I FIGURED SEBASTIAN THOUGHT she’d been sucked up into the twister and scattered into blood and dust, until the afternoon I heard his pickup muttering and coughing along the dam and then his springs sighing as he idled down the steep drive to the house, and then the creaking door and I was out on the porch waiting on him. He stopped at the steps and nodded and looked off across the lake as if we were lost together in thought. Uncle Sebastian was old and small and thin and hard as iron and he had the impish and shrewd face of all his siblings. His face was narrow and his eyes slanted down and in and his chin jutted up so that if you viewed him in profile his head was the blade of a scythe and his body the handle. He blinked in the sun and said, “We been most of the summer fixing up the house after that tornado back in the spring.”
I said, “Anybody hurt?”
“Well, we thought we’d lost little Maeve.” And he turned to me. “Then I hear tell she’s showed up over here, staying with you.”

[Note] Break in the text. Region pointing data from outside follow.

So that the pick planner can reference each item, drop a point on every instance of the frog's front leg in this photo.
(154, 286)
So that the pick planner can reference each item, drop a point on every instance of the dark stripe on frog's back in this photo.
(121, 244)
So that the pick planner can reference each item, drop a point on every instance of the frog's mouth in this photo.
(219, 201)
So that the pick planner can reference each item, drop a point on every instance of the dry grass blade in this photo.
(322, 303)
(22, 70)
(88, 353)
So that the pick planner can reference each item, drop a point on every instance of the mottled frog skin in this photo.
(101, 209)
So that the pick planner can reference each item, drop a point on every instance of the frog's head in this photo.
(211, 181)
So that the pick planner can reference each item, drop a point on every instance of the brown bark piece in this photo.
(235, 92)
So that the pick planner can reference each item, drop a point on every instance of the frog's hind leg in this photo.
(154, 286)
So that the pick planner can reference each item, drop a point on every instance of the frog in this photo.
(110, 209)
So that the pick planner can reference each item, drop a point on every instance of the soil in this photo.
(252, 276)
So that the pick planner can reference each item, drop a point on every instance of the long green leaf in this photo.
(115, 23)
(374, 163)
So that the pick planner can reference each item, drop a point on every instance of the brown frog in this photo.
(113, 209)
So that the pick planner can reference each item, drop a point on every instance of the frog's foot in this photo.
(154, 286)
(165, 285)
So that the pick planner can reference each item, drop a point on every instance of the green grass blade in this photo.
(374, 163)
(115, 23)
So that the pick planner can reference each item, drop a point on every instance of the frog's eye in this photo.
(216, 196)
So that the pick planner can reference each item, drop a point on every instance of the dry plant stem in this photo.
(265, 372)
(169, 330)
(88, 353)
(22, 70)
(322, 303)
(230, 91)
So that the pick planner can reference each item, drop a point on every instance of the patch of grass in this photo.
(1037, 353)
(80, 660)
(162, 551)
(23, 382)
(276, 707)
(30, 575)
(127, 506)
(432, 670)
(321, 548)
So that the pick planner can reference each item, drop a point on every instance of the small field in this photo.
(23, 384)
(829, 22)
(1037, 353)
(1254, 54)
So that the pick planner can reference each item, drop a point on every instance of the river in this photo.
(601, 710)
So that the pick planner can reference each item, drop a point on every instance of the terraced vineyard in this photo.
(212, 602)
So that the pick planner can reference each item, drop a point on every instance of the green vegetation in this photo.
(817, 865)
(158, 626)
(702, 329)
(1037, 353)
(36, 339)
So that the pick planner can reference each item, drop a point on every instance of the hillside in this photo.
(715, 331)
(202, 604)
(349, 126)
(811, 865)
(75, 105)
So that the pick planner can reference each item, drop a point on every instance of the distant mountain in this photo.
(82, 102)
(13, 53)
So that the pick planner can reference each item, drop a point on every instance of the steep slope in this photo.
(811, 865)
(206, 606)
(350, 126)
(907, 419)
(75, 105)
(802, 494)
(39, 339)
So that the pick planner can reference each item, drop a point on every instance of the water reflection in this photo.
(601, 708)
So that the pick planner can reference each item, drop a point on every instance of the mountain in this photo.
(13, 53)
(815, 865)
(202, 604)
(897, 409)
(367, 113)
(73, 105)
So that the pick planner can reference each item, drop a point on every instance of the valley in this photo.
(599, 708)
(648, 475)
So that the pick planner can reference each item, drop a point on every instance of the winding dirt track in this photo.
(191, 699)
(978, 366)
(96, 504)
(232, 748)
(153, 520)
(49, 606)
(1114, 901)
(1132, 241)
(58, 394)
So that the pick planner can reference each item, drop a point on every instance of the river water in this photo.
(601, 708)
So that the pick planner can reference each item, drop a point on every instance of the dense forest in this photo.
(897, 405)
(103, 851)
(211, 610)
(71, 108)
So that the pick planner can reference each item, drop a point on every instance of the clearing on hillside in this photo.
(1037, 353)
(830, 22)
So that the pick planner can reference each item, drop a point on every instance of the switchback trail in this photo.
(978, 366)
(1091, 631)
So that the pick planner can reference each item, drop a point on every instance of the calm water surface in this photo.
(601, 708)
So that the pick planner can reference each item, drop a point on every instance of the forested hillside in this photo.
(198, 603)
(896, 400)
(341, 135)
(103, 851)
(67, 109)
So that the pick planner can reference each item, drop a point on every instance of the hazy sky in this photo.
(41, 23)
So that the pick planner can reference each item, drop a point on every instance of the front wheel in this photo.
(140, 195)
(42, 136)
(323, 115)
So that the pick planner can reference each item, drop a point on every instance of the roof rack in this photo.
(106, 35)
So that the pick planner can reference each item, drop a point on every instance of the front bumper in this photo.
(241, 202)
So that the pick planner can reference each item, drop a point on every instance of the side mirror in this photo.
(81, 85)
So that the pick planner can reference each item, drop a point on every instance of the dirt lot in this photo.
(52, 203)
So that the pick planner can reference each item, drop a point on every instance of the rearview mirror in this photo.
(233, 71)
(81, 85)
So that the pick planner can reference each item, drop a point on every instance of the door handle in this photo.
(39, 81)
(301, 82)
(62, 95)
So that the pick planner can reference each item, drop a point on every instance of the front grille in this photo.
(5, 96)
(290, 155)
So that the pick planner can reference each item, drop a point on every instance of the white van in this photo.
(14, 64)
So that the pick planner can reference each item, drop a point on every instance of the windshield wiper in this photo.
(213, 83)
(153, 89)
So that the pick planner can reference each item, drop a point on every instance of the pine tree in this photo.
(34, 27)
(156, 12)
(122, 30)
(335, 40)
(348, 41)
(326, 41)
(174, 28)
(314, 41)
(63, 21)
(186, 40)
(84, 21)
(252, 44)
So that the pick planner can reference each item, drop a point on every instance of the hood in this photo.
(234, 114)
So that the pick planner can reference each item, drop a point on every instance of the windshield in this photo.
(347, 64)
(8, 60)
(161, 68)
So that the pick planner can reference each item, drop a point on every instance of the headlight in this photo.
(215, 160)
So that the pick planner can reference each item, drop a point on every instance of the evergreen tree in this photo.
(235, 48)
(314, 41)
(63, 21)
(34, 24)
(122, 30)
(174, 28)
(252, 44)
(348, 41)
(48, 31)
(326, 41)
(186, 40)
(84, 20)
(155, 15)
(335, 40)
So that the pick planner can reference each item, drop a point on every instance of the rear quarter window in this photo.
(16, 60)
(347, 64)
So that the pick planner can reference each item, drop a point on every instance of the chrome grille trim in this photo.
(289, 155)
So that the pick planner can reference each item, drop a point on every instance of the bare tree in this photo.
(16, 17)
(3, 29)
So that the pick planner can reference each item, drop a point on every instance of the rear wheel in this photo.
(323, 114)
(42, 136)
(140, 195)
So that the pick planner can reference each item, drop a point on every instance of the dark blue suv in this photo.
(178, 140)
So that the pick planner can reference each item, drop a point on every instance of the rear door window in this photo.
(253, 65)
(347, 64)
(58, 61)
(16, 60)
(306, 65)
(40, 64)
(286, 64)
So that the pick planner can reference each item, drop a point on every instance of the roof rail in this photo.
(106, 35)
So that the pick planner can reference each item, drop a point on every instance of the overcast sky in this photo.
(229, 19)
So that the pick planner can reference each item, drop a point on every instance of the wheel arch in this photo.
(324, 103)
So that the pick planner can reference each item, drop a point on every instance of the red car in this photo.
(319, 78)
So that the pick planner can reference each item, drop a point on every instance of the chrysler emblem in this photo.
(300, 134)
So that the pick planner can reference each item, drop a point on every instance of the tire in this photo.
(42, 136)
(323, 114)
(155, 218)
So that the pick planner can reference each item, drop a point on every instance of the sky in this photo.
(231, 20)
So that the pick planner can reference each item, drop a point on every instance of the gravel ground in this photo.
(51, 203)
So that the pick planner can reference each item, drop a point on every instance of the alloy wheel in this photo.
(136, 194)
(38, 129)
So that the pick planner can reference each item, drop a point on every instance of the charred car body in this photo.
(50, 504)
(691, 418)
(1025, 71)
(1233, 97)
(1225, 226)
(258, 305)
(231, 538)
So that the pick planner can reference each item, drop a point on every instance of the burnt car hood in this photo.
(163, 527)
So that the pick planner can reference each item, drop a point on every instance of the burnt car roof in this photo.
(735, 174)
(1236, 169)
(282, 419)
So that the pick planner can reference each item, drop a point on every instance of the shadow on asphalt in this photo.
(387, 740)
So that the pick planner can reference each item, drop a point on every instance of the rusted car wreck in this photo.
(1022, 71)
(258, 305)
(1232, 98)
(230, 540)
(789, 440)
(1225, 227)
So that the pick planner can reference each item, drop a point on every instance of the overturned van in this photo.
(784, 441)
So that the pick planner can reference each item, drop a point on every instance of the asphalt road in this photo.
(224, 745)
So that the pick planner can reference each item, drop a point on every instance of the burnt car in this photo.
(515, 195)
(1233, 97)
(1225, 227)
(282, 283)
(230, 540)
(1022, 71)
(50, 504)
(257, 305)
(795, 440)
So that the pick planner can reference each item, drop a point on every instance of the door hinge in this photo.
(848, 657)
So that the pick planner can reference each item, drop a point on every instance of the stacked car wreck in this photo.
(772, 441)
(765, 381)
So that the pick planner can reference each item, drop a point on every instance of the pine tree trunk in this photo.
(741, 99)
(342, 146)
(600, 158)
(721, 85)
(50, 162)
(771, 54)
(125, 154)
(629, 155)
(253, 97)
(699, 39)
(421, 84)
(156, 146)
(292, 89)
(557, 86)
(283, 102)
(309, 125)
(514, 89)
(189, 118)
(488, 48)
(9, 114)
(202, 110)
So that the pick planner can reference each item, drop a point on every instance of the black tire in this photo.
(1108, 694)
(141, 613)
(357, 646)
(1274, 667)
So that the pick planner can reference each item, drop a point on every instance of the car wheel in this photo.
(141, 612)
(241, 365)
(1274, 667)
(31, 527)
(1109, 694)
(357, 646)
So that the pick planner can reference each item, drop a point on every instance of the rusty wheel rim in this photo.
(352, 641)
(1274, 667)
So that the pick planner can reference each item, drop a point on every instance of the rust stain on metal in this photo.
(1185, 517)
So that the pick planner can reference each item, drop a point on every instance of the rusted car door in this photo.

“Where would you hear that?” I said, and he said nothing but I saw his eyes shift just a fraction up toward the ridge where the crazy woman’s house was perched.
The strays had shown little interest in Sebastian’s arrival and kept mainly to their little scooped-out cool spots under the bushes, a flea-drowsing shade. Hardly moved all August; through the long hot days all you’d hear was the occasional creaking yawn, wet gnashing of grooming teeth, isolated flappity racket of a wet dog shaking out his coat. Hardly any barking at all. We heard a rustling and Maeve stood at the edge of the yard in her headphones, a scruffy little long-haired stray at her heels.
“She was with child,” Sebastian said.
“She lost it.”
“That late?” he said, and looked at me a long moment, then back at Maeve. “You keeping her outdoors and living with dogs?”
“If it was true, it
would not be so different from what she came from,” I said.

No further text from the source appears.